Tras la guerra del Pacífico, nuestros gobiernos se atrincheraron en una política vecinal reactiva. Según el historiador Mario Góngora, se autoconvencieron de que lo conquistado siempre había sido nuestro -Arica equivalente a San Antonio- y delegaron la política vecinal en los militares y en los funcionarios de la Cancillería.

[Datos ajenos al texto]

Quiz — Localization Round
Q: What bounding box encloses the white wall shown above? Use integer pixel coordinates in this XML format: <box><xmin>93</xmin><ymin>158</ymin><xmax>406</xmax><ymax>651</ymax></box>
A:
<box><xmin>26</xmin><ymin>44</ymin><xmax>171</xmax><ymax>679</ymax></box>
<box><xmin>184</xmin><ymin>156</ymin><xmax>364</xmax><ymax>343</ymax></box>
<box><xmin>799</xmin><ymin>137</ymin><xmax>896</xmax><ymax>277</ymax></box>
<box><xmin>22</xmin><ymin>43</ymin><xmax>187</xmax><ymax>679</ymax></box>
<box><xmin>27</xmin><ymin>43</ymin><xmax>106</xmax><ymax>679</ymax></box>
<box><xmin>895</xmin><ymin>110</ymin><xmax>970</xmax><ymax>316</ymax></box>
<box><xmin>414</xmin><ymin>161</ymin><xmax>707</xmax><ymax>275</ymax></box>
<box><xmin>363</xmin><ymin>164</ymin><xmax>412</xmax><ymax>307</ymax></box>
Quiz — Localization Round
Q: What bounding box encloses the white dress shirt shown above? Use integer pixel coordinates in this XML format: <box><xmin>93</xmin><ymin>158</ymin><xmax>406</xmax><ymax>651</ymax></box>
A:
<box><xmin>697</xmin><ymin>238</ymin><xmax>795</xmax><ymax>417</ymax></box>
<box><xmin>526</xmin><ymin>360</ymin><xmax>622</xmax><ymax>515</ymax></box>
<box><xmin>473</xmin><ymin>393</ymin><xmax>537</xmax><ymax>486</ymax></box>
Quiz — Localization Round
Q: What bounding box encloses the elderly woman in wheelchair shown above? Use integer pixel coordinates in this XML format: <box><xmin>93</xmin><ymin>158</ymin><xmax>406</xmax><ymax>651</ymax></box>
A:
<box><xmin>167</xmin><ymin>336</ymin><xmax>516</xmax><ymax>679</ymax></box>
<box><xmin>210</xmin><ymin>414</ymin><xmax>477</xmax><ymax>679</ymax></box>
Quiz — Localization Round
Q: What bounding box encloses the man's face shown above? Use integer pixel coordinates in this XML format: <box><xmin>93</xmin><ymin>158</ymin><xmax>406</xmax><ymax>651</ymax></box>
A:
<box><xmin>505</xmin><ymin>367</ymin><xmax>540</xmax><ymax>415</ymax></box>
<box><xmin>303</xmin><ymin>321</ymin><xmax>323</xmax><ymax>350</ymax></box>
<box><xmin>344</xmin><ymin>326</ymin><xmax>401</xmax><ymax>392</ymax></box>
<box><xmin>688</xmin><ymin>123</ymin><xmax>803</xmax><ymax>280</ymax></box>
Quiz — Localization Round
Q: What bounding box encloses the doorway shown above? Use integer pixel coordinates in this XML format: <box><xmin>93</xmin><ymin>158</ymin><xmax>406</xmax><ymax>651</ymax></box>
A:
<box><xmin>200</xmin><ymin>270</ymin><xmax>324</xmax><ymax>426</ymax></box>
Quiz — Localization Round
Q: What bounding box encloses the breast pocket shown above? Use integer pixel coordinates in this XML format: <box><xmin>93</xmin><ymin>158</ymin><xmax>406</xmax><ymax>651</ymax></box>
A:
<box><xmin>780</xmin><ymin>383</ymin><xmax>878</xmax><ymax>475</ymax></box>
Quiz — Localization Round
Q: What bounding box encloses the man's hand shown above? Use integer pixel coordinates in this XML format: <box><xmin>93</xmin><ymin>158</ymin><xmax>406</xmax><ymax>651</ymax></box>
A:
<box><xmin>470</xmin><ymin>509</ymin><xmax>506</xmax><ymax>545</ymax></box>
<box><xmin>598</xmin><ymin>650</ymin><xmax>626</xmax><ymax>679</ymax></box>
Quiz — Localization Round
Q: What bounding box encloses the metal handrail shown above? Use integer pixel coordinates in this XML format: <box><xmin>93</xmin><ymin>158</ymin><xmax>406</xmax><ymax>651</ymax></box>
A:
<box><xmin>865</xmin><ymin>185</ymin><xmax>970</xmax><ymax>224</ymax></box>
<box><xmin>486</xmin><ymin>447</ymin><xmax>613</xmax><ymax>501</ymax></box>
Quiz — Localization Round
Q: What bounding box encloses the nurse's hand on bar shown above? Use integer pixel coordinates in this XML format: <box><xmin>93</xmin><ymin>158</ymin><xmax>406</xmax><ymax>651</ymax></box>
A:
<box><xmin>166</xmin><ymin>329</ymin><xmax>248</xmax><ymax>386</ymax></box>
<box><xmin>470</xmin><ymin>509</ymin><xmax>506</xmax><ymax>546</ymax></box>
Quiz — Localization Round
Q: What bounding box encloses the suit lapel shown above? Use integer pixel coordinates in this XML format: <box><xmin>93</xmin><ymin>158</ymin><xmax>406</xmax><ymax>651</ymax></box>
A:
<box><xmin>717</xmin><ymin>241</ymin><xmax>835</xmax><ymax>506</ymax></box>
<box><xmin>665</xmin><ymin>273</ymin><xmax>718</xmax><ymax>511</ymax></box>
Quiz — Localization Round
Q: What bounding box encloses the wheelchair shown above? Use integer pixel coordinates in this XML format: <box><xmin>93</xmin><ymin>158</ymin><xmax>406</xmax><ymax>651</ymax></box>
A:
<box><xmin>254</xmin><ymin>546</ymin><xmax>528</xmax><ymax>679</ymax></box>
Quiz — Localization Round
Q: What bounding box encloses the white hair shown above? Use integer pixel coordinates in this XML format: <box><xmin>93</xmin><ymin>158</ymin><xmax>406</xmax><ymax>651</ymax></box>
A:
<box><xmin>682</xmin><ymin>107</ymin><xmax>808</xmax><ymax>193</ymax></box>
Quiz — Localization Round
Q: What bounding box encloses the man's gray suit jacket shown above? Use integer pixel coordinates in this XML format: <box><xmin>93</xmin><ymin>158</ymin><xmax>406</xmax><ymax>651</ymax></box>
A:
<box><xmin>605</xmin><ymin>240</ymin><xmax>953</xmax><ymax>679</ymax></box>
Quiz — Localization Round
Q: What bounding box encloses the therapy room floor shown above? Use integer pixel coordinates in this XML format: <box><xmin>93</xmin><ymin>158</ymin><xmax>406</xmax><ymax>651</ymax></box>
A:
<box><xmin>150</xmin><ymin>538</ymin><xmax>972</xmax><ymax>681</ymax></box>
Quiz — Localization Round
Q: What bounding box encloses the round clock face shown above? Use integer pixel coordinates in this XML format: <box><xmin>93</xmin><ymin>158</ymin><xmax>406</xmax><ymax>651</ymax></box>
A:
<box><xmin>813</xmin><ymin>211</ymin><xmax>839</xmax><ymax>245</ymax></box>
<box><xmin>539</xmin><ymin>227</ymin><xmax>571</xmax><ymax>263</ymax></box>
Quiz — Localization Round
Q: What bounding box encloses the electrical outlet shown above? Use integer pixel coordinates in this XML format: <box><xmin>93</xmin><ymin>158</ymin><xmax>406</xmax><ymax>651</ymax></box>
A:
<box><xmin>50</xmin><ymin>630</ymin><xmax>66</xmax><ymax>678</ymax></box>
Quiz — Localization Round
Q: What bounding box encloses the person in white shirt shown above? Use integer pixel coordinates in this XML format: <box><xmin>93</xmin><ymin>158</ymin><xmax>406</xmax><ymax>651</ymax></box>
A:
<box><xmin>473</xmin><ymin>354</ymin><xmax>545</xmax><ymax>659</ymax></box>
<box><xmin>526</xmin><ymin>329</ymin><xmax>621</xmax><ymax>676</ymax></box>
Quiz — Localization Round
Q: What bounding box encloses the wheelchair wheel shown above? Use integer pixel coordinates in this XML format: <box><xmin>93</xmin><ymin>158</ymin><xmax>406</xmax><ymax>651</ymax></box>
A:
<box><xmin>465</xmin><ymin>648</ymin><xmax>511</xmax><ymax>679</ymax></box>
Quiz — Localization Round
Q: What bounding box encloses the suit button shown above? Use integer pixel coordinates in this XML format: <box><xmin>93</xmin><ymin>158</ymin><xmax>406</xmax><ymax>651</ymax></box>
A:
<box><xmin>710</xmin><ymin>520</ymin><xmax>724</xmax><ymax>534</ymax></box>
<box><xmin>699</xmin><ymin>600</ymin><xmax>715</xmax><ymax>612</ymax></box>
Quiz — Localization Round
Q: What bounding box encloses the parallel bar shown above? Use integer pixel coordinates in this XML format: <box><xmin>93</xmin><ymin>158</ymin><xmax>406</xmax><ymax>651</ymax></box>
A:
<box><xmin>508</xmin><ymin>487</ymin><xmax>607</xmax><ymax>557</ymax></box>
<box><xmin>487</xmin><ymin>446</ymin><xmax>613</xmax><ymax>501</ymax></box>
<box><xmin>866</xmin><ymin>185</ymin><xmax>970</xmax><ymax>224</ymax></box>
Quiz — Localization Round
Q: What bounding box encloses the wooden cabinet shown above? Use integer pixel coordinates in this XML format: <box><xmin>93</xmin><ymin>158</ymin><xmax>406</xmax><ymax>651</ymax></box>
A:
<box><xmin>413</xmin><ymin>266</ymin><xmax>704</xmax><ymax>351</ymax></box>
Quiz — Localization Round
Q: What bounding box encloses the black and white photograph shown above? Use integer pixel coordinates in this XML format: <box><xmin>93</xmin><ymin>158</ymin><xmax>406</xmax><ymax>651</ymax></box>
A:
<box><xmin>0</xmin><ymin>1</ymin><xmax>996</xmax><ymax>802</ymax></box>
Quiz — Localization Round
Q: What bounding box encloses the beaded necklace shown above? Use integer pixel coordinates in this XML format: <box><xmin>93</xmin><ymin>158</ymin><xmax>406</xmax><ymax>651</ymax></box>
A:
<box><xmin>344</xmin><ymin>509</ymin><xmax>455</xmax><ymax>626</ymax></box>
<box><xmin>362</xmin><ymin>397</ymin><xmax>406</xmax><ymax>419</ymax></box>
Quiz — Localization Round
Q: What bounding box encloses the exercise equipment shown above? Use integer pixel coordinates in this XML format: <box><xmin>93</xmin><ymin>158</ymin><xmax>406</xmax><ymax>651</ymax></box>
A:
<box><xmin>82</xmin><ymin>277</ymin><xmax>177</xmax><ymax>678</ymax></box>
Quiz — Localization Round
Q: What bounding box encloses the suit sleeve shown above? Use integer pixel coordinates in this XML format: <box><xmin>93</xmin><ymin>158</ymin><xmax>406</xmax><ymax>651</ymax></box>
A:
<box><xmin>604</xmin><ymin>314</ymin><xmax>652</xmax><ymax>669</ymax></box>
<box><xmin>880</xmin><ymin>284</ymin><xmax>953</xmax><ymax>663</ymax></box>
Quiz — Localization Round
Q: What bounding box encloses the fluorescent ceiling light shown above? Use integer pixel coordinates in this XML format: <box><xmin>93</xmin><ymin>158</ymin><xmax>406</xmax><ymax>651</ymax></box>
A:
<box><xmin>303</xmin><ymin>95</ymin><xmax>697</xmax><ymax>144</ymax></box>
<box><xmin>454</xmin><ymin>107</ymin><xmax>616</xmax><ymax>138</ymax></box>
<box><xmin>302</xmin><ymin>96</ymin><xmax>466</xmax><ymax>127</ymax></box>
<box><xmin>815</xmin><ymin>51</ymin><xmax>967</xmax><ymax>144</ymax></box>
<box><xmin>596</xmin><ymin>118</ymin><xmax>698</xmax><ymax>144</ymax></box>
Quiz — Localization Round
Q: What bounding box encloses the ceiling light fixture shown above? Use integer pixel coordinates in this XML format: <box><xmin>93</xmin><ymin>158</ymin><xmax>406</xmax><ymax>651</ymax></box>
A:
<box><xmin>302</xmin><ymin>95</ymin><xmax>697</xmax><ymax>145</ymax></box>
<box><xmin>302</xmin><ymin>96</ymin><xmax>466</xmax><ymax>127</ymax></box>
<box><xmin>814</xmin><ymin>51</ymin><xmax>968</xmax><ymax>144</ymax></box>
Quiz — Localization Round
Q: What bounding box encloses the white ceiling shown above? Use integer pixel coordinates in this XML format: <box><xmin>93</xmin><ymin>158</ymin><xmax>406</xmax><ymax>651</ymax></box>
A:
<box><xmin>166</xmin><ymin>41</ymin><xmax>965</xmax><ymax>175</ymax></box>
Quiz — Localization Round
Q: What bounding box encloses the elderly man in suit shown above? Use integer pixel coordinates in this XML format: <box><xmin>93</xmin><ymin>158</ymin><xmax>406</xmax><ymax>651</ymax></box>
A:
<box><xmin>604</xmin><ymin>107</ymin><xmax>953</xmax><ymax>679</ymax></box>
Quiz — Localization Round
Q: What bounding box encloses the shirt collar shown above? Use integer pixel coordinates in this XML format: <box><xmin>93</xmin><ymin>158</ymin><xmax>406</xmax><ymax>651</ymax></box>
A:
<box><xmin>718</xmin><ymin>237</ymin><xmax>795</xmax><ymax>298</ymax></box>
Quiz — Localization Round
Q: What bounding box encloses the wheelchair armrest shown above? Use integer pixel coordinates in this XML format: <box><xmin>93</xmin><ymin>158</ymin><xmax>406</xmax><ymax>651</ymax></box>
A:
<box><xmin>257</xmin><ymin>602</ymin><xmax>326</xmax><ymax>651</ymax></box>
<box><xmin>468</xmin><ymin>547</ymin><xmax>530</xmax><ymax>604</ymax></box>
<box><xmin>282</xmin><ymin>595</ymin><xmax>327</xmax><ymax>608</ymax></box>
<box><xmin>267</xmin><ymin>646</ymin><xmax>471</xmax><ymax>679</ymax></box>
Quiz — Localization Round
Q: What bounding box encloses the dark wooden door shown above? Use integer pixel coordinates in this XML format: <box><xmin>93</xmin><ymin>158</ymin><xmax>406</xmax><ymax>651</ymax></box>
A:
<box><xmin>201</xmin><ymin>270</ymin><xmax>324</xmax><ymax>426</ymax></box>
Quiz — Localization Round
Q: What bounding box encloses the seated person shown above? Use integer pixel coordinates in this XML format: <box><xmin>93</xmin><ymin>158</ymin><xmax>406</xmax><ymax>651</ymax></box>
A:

Dado que los jefes de Estado no pueden estar en el detalle de todo y deben confiar más de la cuenta en sus expertos cercanos, ese talante terminó configurando una política con superávit de abogados, déficit de imaginación y aversión al riesgo. Pivoteaba sobre la hegemonía de las relaciones económicas internacionales, un buenismo jurídico concebido como “la santidad de los tratados” y la curiosa declaración de que Chile estaba satisfecho con su patrimonio territorial.
Así se consolidó la subutilización de los diplomáticos de negociación, se instaló la semiconvicción de que los derrotados estaban resignados a sus nuevas fronteras y que, si no era así, había organismos jurídicos internacionales que nos darían la razón. Con esto Chile renunciaba a tres factores esenciales de cualquier política exterior: la iniciativa política, la negociación de los conflictos territoriales y la disuasión defensiva.
Con los años, ese talante se conceptualizó como política de Estado permanente, sin atención a los cambios en la estatura estratégica de nuestros vecinos y a los contextos siempre fluidos de la política exterior. Fue inevitable, por tanto, que la realidad comenzara a sacudirnos. A mediano plazo se comprobó que la iniciativa vacante era asumida por los gobiernos de los países vecinos. El primer aldabonazo lo dio Bolivia, en 1949, al inducirnos a negociar una salida soberana al mar por Arica. En los años 70 estuvimos dos veces y fracción en peligro de guerra. Desde 2002 hasta hoy, el meollo de nuestra política vecinal (por extensión, regional), ha dependido de los jueces de la Haya.
Con mezcla de intuición y audacia, Sebastián Piñera dio una señal de cambio en su primer gobierno. Tomó la iniciativa para detener el curso de colisión que habían coproducido Alan García, siguiendo una estrategia de larguísimo plazo y Michelle Bachelet con su falta de vocación por la política exterior. Para ese efecto, soslayó las provocaciones de Ollanta Humala y nos sacó de la trinchera reactiva, al cofundar con éste y sus colegas de Colombia y México, la Alianza del Pacífico, instrumento que desestibó a la chavista UNASUR.
Aunque ese impulso quedó aparcado en el segundo gobierno de Bachelet, hoy Piñera está retomando su espíritu. Gracias a su gestión de la crisis venezolana y sin cometer el error de actuar en solitario, Chile dejó de mirar hacia el lado o de plegarse a lo que otros países decidan. Está asumiendo, desde el grupo de Lima, un activismo inédito para restaurar una democracia geopolíticamente decisiva en la región. Es un cambio cualitativo, que puede inaugurar una activa política exterior de Estado.
Parte de los dirigentes de la oposición de izquierdas, inluyendo excancilleres y exembajadores, está criticando duramente este cambio. Ponen el énfasis en aspectos tácticos -si Piñera debió o no ir a Cúcuta, por ejemplo- y no en el meollo estratégico de solidarizar, de manera efectiva, con los castigados venezolanos. Su discurso político, en cambio, luce conservadoramente aferrado a la anquilosada política exterior reactiva, en cuanto reduce un tema de interés global a la díada derechas-izquierdas. Para unos Piñera estaría haciendo el juego de Donald Trump o actuando sólo en el interés electoral de su sector. Para otros, el tosco Nicolás Maduro sería una especie de replicante de Salvador Allende. Los más sofisticados asumen una interpretación rigorista del principio onusiano de no intervención. Soslayan que se contradicen a sí mismos respecto a lo que planteaban durante la dictadura de Pinochet e ignoran que en la doctrina onusiana, existe el deber de injerencia por razones humanitarias.
Con ello, junto con reconocer (por fin) que Maduro es un dictador, hacen el juego que más conviene a la dictadura y creen que eso pasa inadvertido. Desconocen, por cierto, la lección ecuménica de política de Estado que diera Winston Churchill, uno de los íconos conservadores de la democracia occidental, cuando explicó por qué se aliaba con los comunistas durante la Segunda Guerra Mundial. Si se trata de derrotar a Hitler, dijo, “yo me aliaría hasta con Satanás”.